La Decisión de la Francia
La dirección de El Imparcial me ha confiado la honrosa tarea de estudiar
el espíritu francés en estos, para él, tan críticos momentos. Por
honrosa que ella sea, no la hubiera aceptado si otros motivos que no
fuesen del orden moral se ofreciesen ante mis ojos. Soy viejo, mi salud
vacilante; el ruido de la Prensa me ha atemorizado siempre. ¿Por qué
pasar «del silencio al estruendo», por qué abandonar el oscuro rincón
donde desde hace muchos años hablo en voz baja con aquellos espíritus
afines al mío, esparcidos por el ámbito del mundo, sin que la
muchedumbre se entere?
¿Por qué? Porque la voz de mi conciencia, esa voz que en todo hombre se
va haciendo más poderosa con los años, me lo insinúa con vivas
instancias. Cuando tantos millones de seres humanos viven actualmente en
Europa, entre sangre los unos, otros entre lágrimas, ¿hay
derecho á invocar el temor, la enfermedad ó la vejez? Dejemos murmurar á
la vil materia; no es hora de atender á sus rebeldías. Cesó la hora de
las chanzas y los regalos; hay que mirar cara á cara á la bárbara
realidad y llevar una mano piadosa á las heridas.

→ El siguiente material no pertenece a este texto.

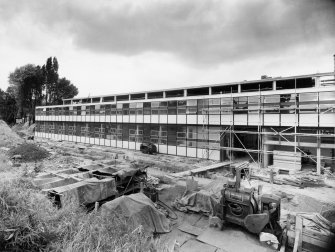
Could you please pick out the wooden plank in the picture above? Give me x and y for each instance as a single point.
(283, 244)
(201, 169)
(299, 227)
(296, 240)
(187, 228)
(307, 240)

Aquí estoy, pues, y lo primero que me cumple hacer es una declaración
que debo á mi sinceridad y al respeto de los lectores. No soy un neutral
en el sangriento conflicto que hoy aflige á la Humanidad; no lo he sido
jamás en disputa alguna que hayan presenciado mis ojos. Pude haberme
equivocado; pero siempre me coloqué resueltamente al lado del que, en mi
sentir, tenía de su parte la razón y la justicia. Por eso, al estallar
la presente guerra, me incliné del lado de la Francia; porque pensé, y
sigo pensando, que la razón y la justicia se encuentran de su parte.